2. (what just happened) 5. Chicago & 4. Columbia -> 4. Chicago & 4. Columbia
In this situation, we go from Columbia winning the USR -> LP battle to Columbia still winning the USR -> LP battle, because though they are tied in terms of USNews Ranking, Columbia's LP exceeds Chicago's LP.
So I doubt whether tying Columbia would have as large an effect on Chicago's yield as tying or passing NYU would.
Of course, no one, no matter how much they value these kinds of social structures, would be likely to make their law school decision based upon such a rigid equation, but if there are a lot of people out there, all of whom think in this general mindset, even if it's not such a rigidly rule-based system, then this is what we would expect.

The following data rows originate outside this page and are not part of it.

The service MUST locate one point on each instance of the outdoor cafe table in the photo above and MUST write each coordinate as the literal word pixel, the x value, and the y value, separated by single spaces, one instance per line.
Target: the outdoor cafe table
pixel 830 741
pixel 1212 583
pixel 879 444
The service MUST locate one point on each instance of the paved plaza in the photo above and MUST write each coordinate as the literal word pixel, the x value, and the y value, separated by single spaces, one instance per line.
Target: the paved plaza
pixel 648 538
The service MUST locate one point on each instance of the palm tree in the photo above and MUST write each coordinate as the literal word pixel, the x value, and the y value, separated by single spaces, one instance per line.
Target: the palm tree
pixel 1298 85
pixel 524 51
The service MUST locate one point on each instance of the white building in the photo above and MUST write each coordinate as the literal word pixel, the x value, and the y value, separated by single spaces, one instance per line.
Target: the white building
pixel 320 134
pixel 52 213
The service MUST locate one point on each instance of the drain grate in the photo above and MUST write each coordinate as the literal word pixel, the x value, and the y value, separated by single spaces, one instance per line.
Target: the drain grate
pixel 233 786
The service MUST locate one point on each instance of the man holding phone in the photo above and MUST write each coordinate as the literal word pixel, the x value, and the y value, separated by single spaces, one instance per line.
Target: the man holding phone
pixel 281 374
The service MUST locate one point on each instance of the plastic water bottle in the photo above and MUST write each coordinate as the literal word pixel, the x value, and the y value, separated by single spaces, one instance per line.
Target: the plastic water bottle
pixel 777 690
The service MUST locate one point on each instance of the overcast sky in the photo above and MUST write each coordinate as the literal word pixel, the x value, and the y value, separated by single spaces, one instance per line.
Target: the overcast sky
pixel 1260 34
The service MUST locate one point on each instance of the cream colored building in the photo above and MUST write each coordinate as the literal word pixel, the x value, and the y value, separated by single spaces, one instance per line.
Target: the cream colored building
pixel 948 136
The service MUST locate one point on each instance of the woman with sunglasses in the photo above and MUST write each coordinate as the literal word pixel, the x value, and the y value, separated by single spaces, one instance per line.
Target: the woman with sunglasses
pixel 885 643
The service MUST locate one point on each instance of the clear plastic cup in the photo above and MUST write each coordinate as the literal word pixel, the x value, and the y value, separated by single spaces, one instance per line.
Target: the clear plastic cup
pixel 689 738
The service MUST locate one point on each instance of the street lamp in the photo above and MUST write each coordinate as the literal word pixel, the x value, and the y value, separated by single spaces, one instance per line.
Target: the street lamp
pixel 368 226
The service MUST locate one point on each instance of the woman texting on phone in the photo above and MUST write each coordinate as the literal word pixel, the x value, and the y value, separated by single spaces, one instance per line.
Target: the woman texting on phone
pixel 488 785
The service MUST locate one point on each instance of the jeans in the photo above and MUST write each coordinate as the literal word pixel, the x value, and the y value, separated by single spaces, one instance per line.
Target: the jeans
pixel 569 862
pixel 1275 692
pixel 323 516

Of course, there's also the fact that I do think that TLS is legitimately changing how people make law school decisions (mostly because I think that we posters are just the tip of the iceberg in terms of who is influenced by what we say - right now, for example, there are three times as many guests browsing this subforum as there are registered users, and four times as many guests on the forum as a whole as there are registered users - assuming they don't browse as long as us, I'd bet that TLS reaches about 70-80% of the applicant pool), and Chicago's being on top of the LST rankings this year might also affect their yield.
FYI, right now Chicago and Stanford are tied on LSN in terms of the biggest yield improvements from last year, and Columbia is third. NYU is last among the top 7 schools. Caveat is, of course, that this is LSN data.
TL;DR
Crowing wrote:Chicago and NYU have similar lay prestige and therefore a bump in the rankings would be a sort of tiebreaker for Chicago. Meanwhile Columbia has higher lay prestige so even though Chicago tied Columbia people won't really be influenced by that ranking shift because in their minds Columbia has always been more preftigious.
and TLS is bigger than we think so maybe I'm wrong.